Awareness (top), consideration (middle) and conversion (bottom), sometimes called TOFU, MOFU and BOFU. Each one is a different mindset: meeting you, weighing you up, and deciding to buy.
Why shouldn’t I run the same ad to everyone?
Because a cold audience and a ready buyer need opposite things. A hard sell scares off someone who just met you, and an explainer bores someone with their card already out. One message can’t do both, so it does neither well. That’s the case for tailoring creatives to each stage of the funnel.
What type of creative works best at the awareness stage?

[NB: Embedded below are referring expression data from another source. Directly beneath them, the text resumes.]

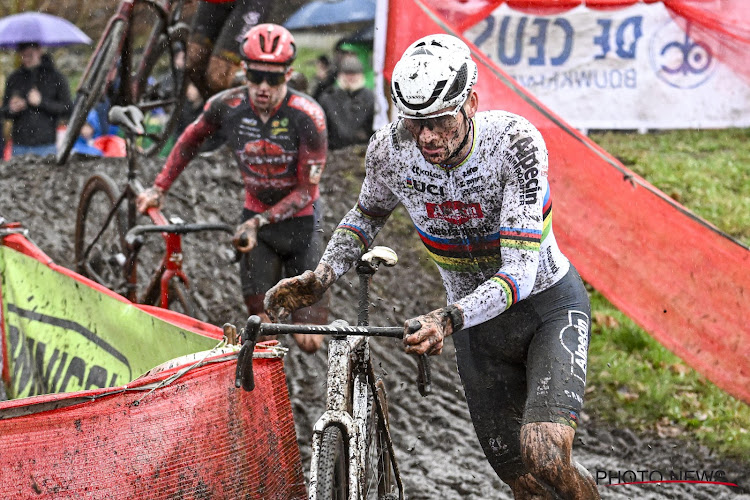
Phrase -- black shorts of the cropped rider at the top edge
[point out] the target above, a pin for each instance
(221, 26)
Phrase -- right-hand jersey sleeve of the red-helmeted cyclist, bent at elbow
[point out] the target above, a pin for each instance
(311, 159)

Bold, emotional, scroll-stopping content that educates or entertains rather than sells. For a full breakdown of the formats to make at each funnel stage, see what creatives to make for each funnel stage.
How do I know which funnel stage to focus on?
Follow the leak. Plenty of reach but no engagement means your consideration creative is weak. Warm audiences that never buy means the conversion creative isn’t closing. Fix the stage that’s dropping people.
Does funnel-stage creative actually improve ROAS?
Yes, because relevance is what lifts response and lowers cost per result. The same budget spent on the right message for the right mindset converts more of the people you’re already paying to reach.